Ramesh takes me to task:
In an otherwise good post, Ross Douthat refers to "the great right-wing pundit civil war." Maybe we'll have one after the election, but the current fight is not yet nearly as big or bitter as the divisions over Colin Powell in 1995, the First Things controversy in 1996, the Bush-vs.-McCain contest in 2000, or even immigration in 2006-7.
Hey - I wasn't being entirely serious there! Can't a guy overstate the case a little? (Besides, I wasn't even born in 1995.)

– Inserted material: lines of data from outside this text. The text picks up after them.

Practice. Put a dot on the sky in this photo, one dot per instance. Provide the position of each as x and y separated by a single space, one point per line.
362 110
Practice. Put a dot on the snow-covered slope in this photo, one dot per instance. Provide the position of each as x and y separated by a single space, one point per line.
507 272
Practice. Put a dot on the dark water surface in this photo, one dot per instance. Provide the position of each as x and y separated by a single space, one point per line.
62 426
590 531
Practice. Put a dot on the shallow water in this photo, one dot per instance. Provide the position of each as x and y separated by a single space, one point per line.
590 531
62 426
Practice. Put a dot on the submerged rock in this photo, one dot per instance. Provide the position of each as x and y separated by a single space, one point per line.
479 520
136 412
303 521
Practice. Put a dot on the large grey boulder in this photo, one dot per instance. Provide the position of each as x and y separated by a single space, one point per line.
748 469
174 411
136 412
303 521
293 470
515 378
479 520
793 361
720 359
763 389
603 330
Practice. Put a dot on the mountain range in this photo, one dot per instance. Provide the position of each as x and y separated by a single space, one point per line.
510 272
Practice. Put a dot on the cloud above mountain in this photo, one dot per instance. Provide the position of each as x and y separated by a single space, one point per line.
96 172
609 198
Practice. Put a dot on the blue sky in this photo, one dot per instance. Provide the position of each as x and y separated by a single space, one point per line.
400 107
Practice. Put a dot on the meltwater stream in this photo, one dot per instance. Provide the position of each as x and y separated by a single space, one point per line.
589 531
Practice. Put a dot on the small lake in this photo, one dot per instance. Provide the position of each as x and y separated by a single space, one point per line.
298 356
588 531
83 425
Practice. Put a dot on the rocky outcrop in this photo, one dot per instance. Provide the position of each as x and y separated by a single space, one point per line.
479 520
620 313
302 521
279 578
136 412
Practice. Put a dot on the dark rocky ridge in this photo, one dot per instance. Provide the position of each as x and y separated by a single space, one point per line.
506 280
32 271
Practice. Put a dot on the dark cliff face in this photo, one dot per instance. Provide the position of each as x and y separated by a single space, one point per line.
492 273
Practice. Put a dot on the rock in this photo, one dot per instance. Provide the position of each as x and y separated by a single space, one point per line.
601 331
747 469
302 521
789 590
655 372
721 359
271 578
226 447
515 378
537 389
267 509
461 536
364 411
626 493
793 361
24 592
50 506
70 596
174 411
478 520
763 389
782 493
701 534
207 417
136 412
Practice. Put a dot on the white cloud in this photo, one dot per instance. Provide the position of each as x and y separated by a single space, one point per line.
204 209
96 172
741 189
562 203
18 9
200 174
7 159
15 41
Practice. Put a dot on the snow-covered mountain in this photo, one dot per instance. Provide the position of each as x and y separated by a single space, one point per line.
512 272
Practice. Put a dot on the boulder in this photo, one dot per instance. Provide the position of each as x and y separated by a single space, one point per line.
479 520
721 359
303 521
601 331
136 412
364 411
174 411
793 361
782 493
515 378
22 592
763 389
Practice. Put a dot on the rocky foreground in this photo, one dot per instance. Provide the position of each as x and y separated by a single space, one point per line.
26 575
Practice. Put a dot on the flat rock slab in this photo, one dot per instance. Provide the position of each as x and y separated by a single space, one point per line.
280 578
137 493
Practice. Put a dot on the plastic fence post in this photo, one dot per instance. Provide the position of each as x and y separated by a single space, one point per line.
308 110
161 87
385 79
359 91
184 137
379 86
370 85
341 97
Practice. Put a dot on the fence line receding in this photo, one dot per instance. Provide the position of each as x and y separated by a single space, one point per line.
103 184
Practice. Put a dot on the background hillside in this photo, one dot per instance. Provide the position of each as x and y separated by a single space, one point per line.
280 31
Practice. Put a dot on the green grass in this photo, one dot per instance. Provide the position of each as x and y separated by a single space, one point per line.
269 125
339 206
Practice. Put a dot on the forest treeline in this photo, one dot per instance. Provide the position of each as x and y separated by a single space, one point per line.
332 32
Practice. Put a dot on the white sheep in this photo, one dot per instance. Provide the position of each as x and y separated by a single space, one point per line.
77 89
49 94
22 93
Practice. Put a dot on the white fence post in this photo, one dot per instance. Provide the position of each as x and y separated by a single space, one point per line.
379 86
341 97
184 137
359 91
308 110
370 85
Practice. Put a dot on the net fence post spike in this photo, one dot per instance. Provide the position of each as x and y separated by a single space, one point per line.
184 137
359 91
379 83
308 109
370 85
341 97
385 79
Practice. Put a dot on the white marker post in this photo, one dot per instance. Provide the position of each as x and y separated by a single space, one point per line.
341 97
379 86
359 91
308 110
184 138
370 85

Meanwhile, the latest skirmishes in the, er, great right-wing pundit Pennamite War - Peggy Noonan and Kathleen Parker's twin volleys in praise of Christopher Buckley, saint and holy martyr - almost incline me to switch over to the "don't let the door hit you on your way out" side of the argument, if only because Buckley's endorsement of Barack Obama (and subsequent exit from NR's back page) didn't strike me as precisely the sort of intellectually-serious self-critique that conservatives ignore at their peril. (Noonan and Parker's own critiques of Sarah Palin do fall into that category; Buckley's foray into Obamaphilia, by contrast, struck me as more of a jaunty, self-dramatizing stunt.) But rather than wading back into the debate, I think I should listen to the reader who wrote in, after my spate of posts on the subject, to remark that "criticizing other pundits for ignoring the issues in favor of criticizing other pundits is even more meta, boring, and petulant than other pundits ignoring the issues in favor of criticizing other pundits," and just let the whole thing drop for a while.